You’re seeing them now , I wanted to tell her. We’re hoping to enlist you into their company . Instead I said, “Did you know Montgomery Clift was buried in Prospect Park?”

“Can you bring some mustard?” said Perkus stonily.

“Oh, right, you always have mustard, sorry!” Off Lindsay scurried to find some. I suddenly imagined what it might have been like for Oona Laszlo, in her glue-girl phase, apprenticed to a little tin god of guerrilla criticism, one not yet tempered by a decade of broadsider’s block. Even tempered he was obnoxious.

“Hey, Colonel Mustard,” I whispered. “You’ve really got her dodging bullets. Lighten up.”

Perkus only gritted his teeth at me, a cartoon of impotent rage. Lindsay returned with a ramekin of yellow mustard, and then gamely ignored the rotten vibes, which were as undeniable between us as the chocolate smell (unless, that is, you were immune to chocolate smells). “You’re… Chase Unperson, aren’t you?”

“Insteadman, yes, that’s me.”

“Sorry-Insteadman.” Lindsay slapped her forehead. She was shaping into one of the all-time apologizers. Perkus, meanwhile, was having a kind of fit. It was lucky his mouth wasn’t full, or bits of beef and bun would have flumed through his nose. “Un-person,” he sneezed in bitter hilarity. “Chase Unperson!” He still hadn’t looked at Lindsay directly, or what would pass for directly in his ambidextrous gaze.

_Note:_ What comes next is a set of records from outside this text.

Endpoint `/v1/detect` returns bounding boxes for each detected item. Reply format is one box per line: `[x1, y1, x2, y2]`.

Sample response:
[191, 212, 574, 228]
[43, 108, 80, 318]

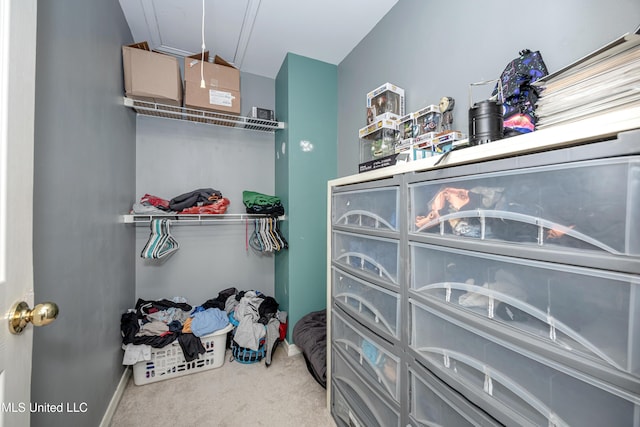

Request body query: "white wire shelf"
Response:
[124, 96, 284, 133]
[122, 214, 286, 225]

“Funny,” I said, trying to absorb and neutralize Perkus’s hostility. Lindsay, I could see, was only going to take anything in the air between me and Perkus as her fault. Too late. The default deference in her role as waitress, given the obvious distress in Perkus, would prevail. She shrunk away, giving me a funny helpless smile. Perkus and I were left to the travesty of our steaming mounds of food, spoiled under clouds of chocolate and ill manners, spoiled, really, under Perkus’s outright and indignant fury. It helped nothing that we’d been there, in our regular booth with our regular order, so often before. Hemmed in by ghosts of our more innocently garrulous selves, the days of the discovery of our friendship, early September, felt like years ago now. We gnawed the cheeseburgers despondently, under the regime of all we couldn’t say.